I wonder how I can Sue Alisha, I will be occupied with Jobclub, then their job placement working hours, how am I going to have time for Law to sue her? I maybe will only have Saturday and Sunday left to try get a lawyer to help me extract money from her as I wasted a lot of money and I was made to go places so far away even if I had little money "if not I would keep hearing her voices" outside my window(as she stands there talking), because I hear voices then I don't know it's her, I thought it's some entity telling me information. Schizophrenia is bad until like that.

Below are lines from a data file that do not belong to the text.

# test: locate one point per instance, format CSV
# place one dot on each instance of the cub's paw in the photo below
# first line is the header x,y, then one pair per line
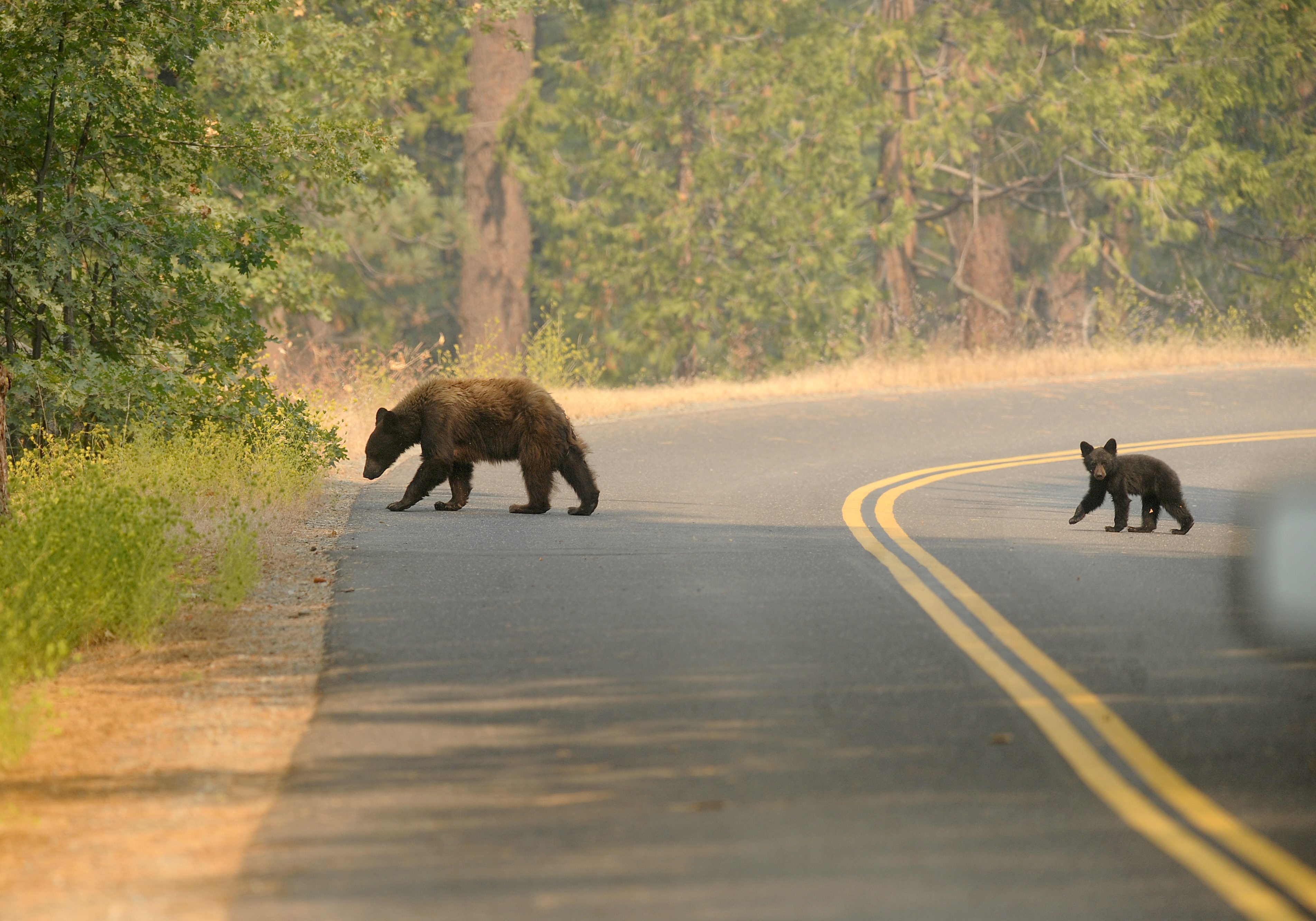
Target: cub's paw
x,y
527,510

I received no support from being spiked, and I carried on living life despite the difficulty of extra "feelings"(spiked) and worried of dark vision too, it's really difficult life journey. Suddenly my nephews all grown up, my brother live in Punggol then suddenly back in Woodlands have divorce, it's really crazy, I really don't want my family to mess up but I loss memory so much I can't even interfere any decision in my family's life. I hope family like Bik Minah help me about what I want in life, I really don't want my nephew to have imperfect family life or like "the wife of my family had sex with other men after divorce from marriage", it's really weird a love story to become like that instead, a love story should only be loyal to one, I really dislike the imperfection and makes me feel like working as a cleaner and become a useless person.

I always want a family and relatives bond but I'm the most shy in family - I really want to create a connecting point(forum) but nobody that reads me talk to me and people are growing up, people may die but they don't talk to me, I really want to create like family and relative update each other through the forum, it's cool like knowing news from family members first Online, like we have our own newspaper to read at. It will be a nice connecting way, but why people are not listening me out? I really want to create a nephews together playing games with me like a fun day out as everyone will have own console, I really loss touch with my family for more than 15 years.

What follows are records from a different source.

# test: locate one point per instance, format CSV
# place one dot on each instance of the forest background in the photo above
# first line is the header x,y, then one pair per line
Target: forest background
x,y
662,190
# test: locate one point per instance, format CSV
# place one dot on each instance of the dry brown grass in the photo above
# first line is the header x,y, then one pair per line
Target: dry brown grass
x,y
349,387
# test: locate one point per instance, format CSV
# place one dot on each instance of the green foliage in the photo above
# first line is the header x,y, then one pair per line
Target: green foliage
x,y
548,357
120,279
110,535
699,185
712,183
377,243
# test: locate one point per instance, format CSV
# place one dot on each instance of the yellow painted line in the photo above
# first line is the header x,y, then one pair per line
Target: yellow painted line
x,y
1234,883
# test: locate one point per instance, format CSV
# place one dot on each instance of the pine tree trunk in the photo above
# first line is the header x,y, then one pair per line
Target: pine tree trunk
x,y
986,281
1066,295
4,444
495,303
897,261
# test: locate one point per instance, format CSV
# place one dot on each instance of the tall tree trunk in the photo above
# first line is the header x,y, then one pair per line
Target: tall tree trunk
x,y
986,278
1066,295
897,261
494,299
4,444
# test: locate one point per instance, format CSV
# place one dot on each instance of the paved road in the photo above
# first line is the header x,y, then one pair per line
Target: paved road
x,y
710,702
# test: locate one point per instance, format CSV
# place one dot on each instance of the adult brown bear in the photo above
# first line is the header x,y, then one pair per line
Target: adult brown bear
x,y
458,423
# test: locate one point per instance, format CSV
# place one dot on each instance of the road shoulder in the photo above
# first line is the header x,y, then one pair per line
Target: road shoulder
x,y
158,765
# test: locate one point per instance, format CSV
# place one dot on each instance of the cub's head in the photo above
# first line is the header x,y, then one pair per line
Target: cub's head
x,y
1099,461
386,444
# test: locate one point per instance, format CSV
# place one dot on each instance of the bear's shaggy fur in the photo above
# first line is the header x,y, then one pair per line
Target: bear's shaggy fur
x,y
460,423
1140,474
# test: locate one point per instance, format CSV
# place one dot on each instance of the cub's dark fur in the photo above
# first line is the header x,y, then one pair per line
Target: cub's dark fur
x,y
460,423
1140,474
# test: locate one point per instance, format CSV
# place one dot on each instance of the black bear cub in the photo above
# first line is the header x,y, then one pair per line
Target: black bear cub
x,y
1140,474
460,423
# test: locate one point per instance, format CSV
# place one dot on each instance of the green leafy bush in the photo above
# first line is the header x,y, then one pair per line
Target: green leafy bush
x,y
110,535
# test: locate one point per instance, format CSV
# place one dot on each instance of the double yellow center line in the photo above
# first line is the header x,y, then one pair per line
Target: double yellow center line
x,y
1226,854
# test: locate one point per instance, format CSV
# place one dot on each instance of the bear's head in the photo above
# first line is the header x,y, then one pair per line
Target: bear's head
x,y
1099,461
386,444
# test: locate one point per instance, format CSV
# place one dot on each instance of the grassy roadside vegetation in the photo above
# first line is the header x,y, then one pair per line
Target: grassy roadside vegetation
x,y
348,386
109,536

Dina will tunang next year then I imagine she have a baby soon, then if I have a baby, will be younger than my niece's child? I find it weird why it will become messy? But have to be like this I guess, but doctor ever said her boyfriend will become schizophrenic and can't ride motorcycle then still have a child late, then it looks different to me, they will tunang next year, happy she grown old and got a loyal person as her lover. He really looks loyal and I find it weird like suddenly 3 years old Dina, then now she's 20 years old with boyfriend that I'm an Uncle status, she really grown up literally without my knowledge like a teleportation due to memory loss and schizophrenia, I'm suddenly reaching 38 years old. Funny my life difficult like this.

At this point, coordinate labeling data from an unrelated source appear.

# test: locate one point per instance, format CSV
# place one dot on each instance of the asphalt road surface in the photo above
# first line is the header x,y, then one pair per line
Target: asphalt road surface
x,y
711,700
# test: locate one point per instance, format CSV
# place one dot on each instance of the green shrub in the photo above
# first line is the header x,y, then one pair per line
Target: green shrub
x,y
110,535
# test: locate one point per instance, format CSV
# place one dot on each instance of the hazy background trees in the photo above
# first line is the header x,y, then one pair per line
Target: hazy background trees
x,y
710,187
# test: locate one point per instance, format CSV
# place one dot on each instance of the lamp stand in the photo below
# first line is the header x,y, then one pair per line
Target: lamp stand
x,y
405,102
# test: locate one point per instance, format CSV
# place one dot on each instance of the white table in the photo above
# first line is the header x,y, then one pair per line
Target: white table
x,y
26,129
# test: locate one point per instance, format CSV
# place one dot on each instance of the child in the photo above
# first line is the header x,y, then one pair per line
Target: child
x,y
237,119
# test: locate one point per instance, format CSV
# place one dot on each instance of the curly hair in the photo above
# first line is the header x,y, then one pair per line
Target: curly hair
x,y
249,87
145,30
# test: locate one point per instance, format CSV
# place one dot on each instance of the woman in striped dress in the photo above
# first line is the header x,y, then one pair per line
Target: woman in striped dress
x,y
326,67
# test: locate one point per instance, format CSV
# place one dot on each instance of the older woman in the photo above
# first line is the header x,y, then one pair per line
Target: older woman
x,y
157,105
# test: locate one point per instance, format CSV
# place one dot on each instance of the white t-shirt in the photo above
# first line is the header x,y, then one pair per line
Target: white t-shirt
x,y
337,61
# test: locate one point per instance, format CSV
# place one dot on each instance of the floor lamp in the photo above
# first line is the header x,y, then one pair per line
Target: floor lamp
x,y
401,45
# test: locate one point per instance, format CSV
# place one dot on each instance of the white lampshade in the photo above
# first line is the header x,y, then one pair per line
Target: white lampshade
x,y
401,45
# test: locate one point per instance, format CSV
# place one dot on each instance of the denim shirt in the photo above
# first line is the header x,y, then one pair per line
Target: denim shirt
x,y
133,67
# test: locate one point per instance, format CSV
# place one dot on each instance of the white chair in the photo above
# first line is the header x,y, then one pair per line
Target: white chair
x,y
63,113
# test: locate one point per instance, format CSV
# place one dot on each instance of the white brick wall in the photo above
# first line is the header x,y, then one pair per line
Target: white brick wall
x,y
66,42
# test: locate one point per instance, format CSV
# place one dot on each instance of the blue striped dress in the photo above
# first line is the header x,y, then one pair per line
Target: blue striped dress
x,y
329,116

I remember doctor saying if I don't go back to ward I will be talking of taking medicine "that causes me not having to go back to ward" to the patients to drive them to take medicines too and not come back to ward(it's always the same people like I have told in my story), I hope it happens like I will earn extra money as I'm ambitious to work in I.M.H too. As doctor said Wahdiah, Shahridah, Sakinah and Lyanie will have schizophrenia, I really hope I'm around for them if I get to work at I.M.H.

I remembered again maybe I was dreaming of Lyanie for so long, then in the dream I thought her name is Farah, but when I think again I thought I bought a Fishing Equipment and sold it to her, why is my memory mix up with dreams and reality as 1 story of my life instead? Schizophrenia really made me loss memory and I don't remember.